Louise is a Professor of Law and Deputy Director of the Mitchell Institute. Professor Mallinder's research focuses on the intersections of law and peace, and includes transitional justice, human rights, international law, and amnesty laws. Her books include the award-winning Amnesties, Human Rights and Political Transitions (Hart 2009) and the co-authored Lawyers in Conflict and Transition (CUP 2022). Louise is currently co-editing The Elgar Concise Encyclopedia on Law and Peace (with L. Dempster and R. Killean).
She is a Fellow of the Academy of Social Sciences and a member of the Institute for Integrated Transitions Law and Peace Practice Group.
Marsha is the Secretary Hillary Rodham Clinton Chair in Women, Peace, Security and Justice at the Mitchell Institute.
Professor Henry's research focuses on gender, peace, and security; gender and militarisation; gender and development; and intersectional feminist methodologies. She has published in a range of leading journals including Security Dialogue; Qualitative Research; Conflict, Security and Development and Globalizations. Over the past 20 years, her research has concentrated on documenting the social experiences of living and working in peacekeeping missions. Her book on this ethnographic-inspired research, The End of Peacekeeping: Gender, Race, and the Martial Politics of Intervention, University of Pennsylvania Press is published in April 2024.
Kieran is the Senator George J. Mitchell Chair in Peace, Security and Justice at the Mitchell Institute and a Professor of Law and Transitional Justice.
He is a Fellow of the British Academy and a member of the Royal Irish Academy. He has authored or co-authored four books, co-edited eight books or special issues and over seventy journal articles and scholarly book chapters. His research interests include human rights, transitional justice, restorative justice, prisons, apologies, armed groups and the role of lawyers. He has been Principle Investigator or Co-Investigator on 10 UKRI-funded projects and is currently a Leverhulme Major Research Fellow (2023-26).

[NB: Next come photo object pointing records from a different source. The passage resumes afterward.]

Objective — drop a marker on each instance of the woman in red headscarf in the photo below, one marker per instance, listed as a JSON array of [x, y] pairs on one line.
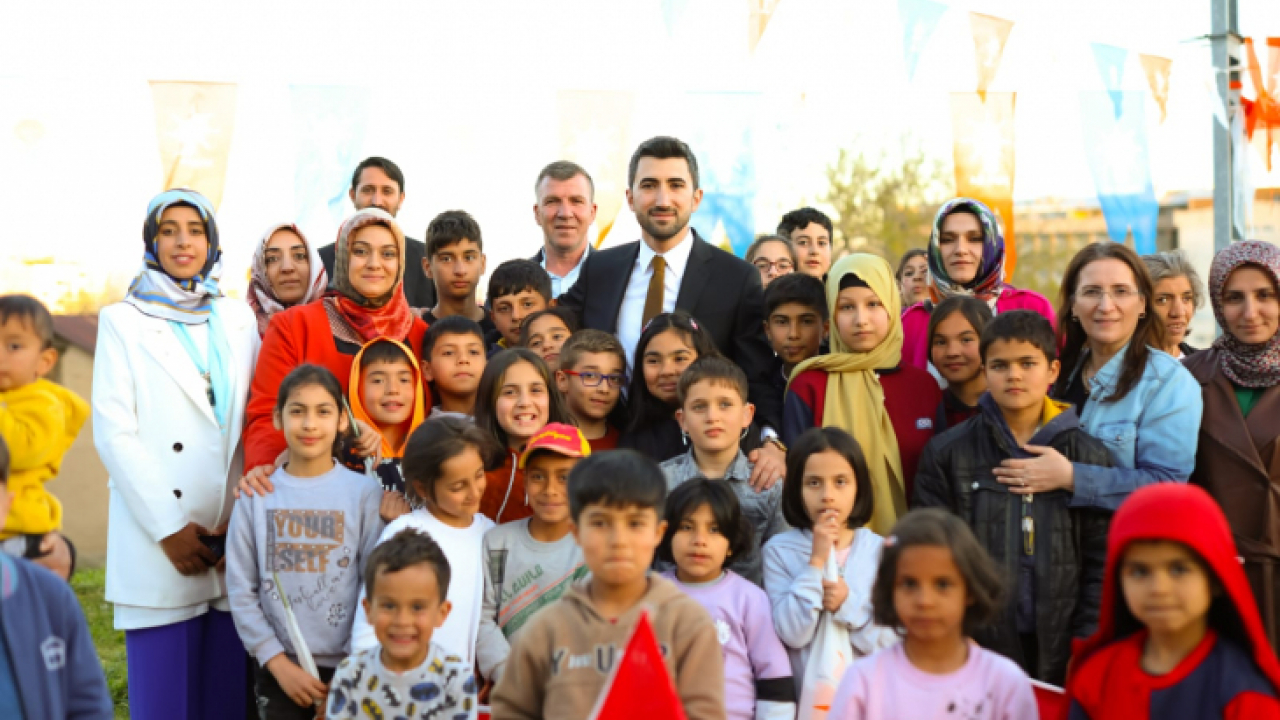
[[366, 302]]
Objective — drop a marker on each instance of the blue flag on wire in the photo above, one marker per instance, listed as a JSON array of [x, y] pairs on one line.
[[1116, 147], [919, 19], [726, 163], [329, 135], [1111, 62]]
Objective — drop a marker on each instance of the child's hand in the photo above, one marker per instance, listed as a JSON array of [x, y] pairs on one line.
[[768, 466], [256, 482], [826, 532], [369, 442], [392, 506], [296, 682], [833, 595]]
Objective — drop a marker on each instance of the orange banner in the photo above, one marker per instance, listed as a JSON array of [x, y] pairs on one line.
[[1157, 77], [982, 131], [595, 132], [760, 12], [990, 35], [193, 126], [1264, 112]]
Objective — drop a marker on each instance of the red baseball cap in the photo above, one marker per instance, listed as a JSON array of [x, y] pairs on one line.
[[557, 437]]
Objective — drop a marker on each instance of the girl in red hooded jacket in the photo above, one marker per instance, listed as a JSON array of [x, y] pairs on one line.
[[1179, 636]]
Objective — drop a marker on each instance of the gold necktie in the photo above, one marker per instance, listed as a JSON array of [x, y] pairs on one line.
[[653, 301]]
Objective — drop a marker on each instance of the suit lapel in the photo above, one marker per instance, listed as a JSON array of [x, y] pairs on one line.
[[617, 288], [164, 346], [695, 279]]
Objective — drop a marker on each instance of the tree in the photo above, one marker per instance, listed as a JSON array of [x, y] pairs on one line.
[[886, 204]]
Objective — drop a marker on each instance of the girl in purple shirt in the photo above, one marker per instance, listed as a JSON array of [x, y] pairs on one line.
[[705, 529], [936, 586]]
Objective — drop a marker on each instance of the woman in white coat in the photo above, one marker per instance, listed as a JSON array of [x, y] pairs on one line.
[[172, 373]]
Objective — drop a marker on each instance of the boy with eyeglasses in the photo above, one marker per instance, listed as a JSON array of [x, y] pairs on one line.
[[593, 369]]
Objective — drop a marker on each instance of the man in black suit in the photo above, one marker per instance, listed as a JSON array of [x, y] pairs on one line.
[[672, 268], [379, 183]]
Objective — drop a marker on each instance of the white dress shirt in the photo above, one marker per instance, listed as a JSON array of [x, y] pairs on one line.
[[562, 285], [631, 314]]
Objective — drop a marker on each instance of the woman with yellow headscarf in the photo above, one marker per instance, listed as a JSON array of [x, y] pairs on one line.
[[863, 386]]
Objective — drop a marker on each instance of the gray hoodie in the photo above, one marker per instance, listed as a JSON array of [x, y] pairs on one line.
[[315, 534]]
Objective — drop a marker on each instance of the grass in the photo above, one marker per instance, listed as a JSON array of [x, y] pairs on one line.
[[88, 584]]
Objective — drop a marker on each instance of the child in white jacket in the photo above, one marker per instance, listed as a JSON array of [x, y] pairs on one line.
[[444, 461], [827, 499]]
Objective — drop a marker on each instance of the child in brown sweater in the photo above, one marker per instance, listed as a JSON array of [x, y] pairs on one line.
[[563, 657]]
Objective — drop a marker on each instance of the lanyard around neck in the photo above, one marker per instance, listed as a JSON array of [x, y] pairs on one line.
[[190, 346]]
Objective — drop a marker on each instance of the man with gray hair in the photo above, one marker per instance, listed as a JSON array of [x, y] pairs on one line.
[[565, 210]]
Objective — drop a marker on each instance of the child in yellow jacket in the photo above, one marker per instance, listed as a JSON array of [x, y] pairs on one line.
[[39, 420]]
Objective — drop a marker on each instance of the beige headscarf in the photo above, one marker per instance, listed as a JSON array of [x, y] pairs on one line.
[[855, 400]]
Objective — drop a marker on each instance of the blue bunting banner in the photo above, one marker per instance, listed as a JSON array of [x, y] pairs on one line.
[[1111, 62], [1116, 146], [726, 162], [919, 19], [328, 133]]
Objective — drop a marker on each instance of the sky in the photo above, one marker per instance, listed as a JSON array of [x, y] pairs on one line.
[[464, 98]]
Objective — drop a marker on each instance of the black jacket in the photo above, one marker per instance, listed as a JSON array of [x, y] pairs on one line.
[[419, 290], [720, 290], [1070, 543]]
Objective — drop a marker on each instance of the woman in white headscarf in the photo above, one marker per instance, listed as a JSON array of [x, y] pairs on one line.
[[170, 379]]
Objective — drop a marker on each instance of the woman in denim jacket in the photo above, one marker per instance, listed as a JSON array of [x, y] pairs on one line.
[[1141, 402]]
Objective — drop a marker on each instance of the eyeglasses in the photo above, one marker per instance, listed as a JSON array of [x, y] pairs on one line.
[[1093, 295], [782, 265], [594, 379]]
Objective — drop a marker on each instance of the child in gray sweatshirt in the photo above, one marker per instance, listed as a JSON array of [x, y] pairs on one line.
[[307, 541]]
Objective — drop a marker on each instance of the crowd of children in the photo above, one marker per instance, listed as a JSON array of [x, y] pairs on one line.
[[481, 519]]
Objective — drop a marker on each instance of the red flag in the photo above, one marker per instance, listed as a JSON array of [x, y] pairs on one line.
[[640, 686], [1051, 701]]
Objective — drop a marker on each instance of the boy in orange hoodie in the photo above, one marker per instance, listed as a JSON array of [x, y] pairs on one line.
[[387, 393], [39, 420]]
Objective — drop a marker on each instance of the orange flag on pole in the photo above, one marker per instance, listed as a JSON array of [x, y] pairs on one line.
[[640, 686], [760, 12], [1157, 77], [982, 133], [193, 126], [1264, 112], [595, 132], [990, 35]]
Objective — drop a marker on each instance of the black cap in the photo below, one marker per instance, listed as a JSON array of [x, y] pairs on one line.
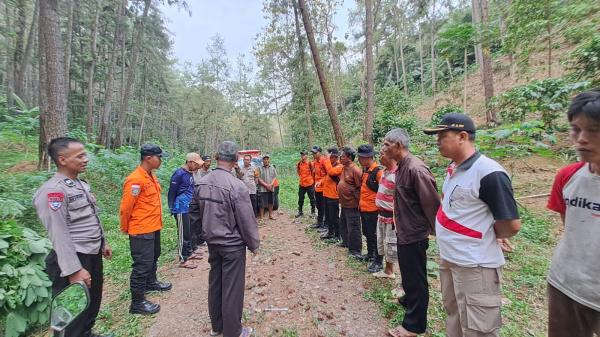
[[151, 150], [365, 150], [453, 121], [228, 151]]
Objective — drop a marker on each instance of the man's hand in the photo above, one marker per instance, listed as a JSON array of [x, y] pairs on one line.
[[81, 275], [107, 252], [505, 245]]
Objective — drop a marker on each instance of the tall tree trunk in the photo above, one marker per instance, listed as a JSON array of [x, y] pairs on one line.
[[67, 54], [433, 70], [18, 62], [549, 35], [305, 84], [465, 60], [103, 134], [421, 61], [53, 112], [370, 117], [335, 123], [90, 91], [486, 65], [122, 116], [402, 61]]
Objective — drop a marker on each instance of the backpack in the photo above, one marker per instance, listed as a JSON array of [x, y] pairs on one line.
[[371, 182]]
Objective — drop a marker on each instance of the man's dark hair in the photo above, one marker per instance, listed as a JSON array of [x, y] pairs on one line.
[[587, 103], [58, 145], [349, 152]]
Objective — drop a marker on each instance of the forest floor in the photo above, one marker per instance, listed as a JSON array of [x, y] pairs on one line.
[[295, 286]]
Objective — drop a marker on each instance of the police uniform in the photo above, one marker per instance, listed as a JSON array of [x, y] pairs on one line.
[[68, 211]]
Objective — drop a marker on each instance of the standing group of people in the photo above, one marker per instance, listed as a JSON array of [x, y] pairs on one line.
[[397, 207]]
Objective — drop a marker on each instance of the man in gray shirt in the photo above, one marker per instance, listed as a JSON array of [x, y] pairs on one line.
[[68, 211], [247, 174], [221, 203]]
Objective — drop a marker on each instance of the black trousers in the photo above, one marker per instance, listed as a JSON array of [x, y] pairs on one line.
[[83, 325], [369, 225], [350, 229], [320, 204], [254, 202], [145, 251], [184, 236], [333, 216], [310, 190], [412, 259], [226, 283]]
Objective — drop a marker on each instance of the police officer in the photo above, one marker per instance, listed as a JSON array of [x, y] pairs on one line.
[[141, 219], [222, 204], [68, 211]]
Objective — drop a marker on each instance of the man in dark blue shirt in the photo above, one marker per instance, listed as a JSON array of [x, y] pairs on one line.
[[180, 194]]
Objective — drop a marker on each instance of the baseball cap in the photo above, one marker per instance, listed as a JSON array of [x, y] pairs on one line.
[[227, 151], [365, 150], [453, 121], [193, 156], [151, 150], [333, 151]]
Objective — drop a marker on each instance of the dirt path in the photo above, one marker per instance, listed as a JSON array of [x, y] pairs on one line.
[[323, 295]]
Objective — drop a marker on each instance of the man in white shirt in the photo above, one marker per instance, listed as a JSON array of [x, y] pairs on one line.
[[477, 214]]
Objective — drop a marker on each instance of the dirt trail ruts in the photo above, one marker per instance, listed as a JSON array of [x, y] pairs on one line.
[[322, 294]]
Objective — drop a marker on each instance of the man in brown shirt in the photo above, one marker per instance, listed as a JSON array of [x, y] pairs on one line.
[[349, 193], [221, 203], [416, 202]]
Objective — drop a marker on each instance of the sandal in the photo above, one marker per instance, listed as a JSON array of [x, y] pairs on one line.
[[382, 274], [188, 265]]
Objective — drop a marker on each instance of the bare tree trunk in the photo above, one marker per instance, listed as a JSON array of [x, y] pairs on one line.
[[421, 60], [305, 84], [433, 70], [335, 123], [67, 55], [486, 65], [465, 60], [122, 116], [549, 32], [89, 126], [53, 112], [103, 135], [370, 117]]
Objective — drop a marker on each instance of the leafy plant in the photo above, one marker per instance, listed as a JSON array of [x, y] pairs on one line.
[[547, 99], [393, 111], [436, 118], [24, 286], [585, 62]]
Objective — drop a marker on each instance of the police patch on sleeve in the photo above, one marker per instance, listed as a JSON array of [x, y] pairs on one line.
[[55, 200], [135, 190]]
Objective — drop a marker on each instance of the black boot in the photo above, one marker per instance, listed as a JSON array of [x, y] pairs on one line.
[[158, 286], [139, 305]]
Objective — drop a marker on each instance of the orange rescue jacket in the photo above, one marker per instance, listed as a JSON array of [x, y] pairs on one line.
[[329, 185], [141, 208]]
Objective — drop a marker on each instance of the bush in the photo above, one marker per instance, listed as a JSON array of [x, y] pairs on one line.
[[585, 62], [436, 118], [393, 111], [24, 286], [547, 99]]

A Professor of Anthropology, Fiona’s research examines value conflicts in Australian Aboriginal domestic moral economy & the effects of art in reparation & reconciliation processes.
She is the author or editor of seven books, including Christianity, Conflict and Renewal in the Australia Pacific (2016), as well as more than fifty chapters and journal articles. She has held positions as Chair of the Anthropological Association of Ireland and Vice-President of the Australian Anthropological Society.